Es ist ein Moment der Verbindung. Diese Zusammenkünfte unterstreichen die menschliche Dimension internationaler Beziehungen und erinnern politische Entscheidungsträger an die realen Menschen, die von bürokratischen Prozessen betroffen sind. Diese strategische Partnerschaft, obwohl in Bezug auf Verteidigung und Energie gerahmt, hat umfassendere Implikationen.
Für arbeitende Familien, insbesondere jene in der türkischen Diaspora im Vereinigten Königreich, könnte die Lösung der Rückstände bei der Einwanderungsbearbeitung Stabilität und Sicherheit bedeuten. Für Industrien könnte eine verstärkte Zusammenarbeit in Verteidigung und Energie neue Investitions- und Arbeitsmöglichkeiten erschließen. Das Abkommen signalisiert auch eine Neupositionierung sowohl der Türkei als auch Großbritanniens in einer komplexen geopolitischen Landschaft, die regionale Sicherheitsdialoge vom östlichen Mittelmeer bis zum Persischen Golf beeinflusst.
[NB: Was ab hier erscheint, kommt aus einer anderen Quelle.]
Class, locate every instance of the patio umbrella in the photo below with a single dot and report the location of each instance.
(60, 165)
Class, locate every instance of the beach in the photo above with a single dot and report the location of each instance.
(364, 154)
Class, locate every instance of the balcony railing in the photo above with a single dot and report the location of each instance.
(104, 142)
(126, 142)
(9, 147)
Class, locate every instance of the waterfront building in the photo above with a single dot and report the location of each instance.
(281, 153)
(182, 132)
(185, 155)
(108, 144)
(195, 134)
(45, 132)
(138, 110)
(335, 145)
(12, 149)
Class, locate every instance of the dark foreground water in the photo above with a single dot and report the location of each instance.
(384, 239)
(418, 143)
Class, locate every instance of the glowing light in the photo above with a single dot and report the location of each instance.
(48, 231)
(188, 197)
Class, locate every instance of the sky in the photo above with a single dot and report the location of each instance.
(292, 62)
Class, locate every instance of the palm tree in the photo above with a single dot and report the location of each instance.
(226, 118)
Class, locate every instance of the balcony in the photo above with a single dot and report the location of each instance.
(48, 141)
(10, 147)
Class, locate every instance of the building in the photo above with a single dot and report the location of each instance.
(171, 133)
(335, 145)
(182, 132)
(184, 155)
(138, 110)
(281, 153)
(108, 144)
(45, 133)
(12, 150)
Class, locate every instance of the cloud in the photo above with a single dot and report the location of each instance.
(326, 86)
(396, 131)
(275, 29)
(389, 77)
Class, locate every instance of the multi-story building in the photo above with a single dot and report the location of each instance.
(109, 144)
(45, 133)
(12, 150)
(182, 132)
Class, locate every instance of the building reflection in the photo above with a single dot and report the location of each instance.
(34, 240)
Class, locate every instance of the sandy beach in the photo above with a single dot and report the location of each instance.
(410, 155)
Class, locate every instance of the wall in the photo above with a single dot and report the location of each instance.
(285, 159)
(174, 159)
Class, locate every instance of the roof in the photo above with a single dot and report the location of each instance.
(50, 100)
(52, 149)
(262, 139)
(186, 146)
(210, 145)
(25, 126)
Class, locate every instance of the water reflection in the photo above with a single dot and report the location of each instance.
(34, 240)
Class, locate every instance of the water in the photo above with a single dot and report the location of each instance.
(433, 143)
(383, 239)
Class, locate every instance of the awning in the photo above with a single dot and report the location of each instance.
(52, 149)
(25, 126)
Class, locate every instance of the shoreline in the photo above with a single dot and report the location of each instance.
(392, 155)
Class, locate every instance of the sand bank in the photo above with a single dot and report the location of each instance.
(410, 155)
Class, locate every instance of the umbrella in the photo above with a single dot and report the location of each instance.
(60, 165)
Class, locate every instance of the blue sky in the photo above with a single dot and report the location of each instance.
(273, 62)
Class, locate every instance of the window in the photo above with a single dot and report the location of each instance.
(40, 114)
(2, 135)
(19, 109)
Was dies tatsächlich für Ihre Familie bedeutet, ist eine Zukunft, die potenziell von diesen neuen Allianzen und diplomatischen Bemühungen geprägt wird. Wichtige Erkenntnisse: - Die Türkei und Großbritannien formalisieren einen Rahmen für eine strategische Partnerschaft in London. - Das Abkommen zielt darauf ab, die Zusammenarbeit in den Verteidigungs- und Energiesektoren zu stärken. - Der türkische Außenminister Fidan wird Bedenken hinsichtlich der Verzögerungen bei der unbefristeten Aufenthaltsgenehmigung (ILR) für türkische Staatsbürger im Vereinigten Königreich äußern. - Die Gespräche werden auch breitere geopolitische Fragen umfassen, einschließlich der Waffenstillstandsgespräche zwischen den USA und dem Iran sowie regionaler Militärallianzen. Mit Blick auf die Zukunft wird der unmittelbare Fokus auf den Besonderheiten liegen, die sich aus dem neu unterzeichneten Rahmenabkommen ergeben.
Beobachter werden auf konkrete Ankündigungen zu gemeinsamen Verteidigungsprojekten oder Energieinitiativen achten. Entscheidend ist, dass die Reaktion des britischen Innenministeriums auf Ankaras Bedenken bezüglich der ILR-Anträge ein wichtiger Indikator für die Tiefe der Partnerschaft und ihre Auswirkungen auf die türkische Gemeinschaft sein wird. Es wird erwartet, dass weitere diplomatische Engagements zwischen Fidan und Cooper folgen werden, um die ursprünglichen Vereinbarungen zu festigen und möglicherweise die menschlichen Auswirkungen anzugehen, die so viele betreffen.
Wichtige Erkenntnisse
— - Die Türkei und Großbritannien formalisieren einen Rahmen für eine strategische Partnerschaft in London.
— - Das Abkommen zielt darauf ab, die Zusammenarbeit in den Verteidigungs- und Energiesektoren zu stärken.
— - Der türkische Außenminister Fidan wird Bedenken hinsichtlich der Verzögerungen bei der unbefristeten Aufenthaltsgenehmigung (ILR) für türkische Staatsbürger im Vereinigten Königreich äußern.
— - Die Gespräche werden auch breitere geopolitische Fragen umfassen, einschließlich der Waffenstillstandsgespräche zwischen den USA und dem Iran sowie regionaler Militärallianzen.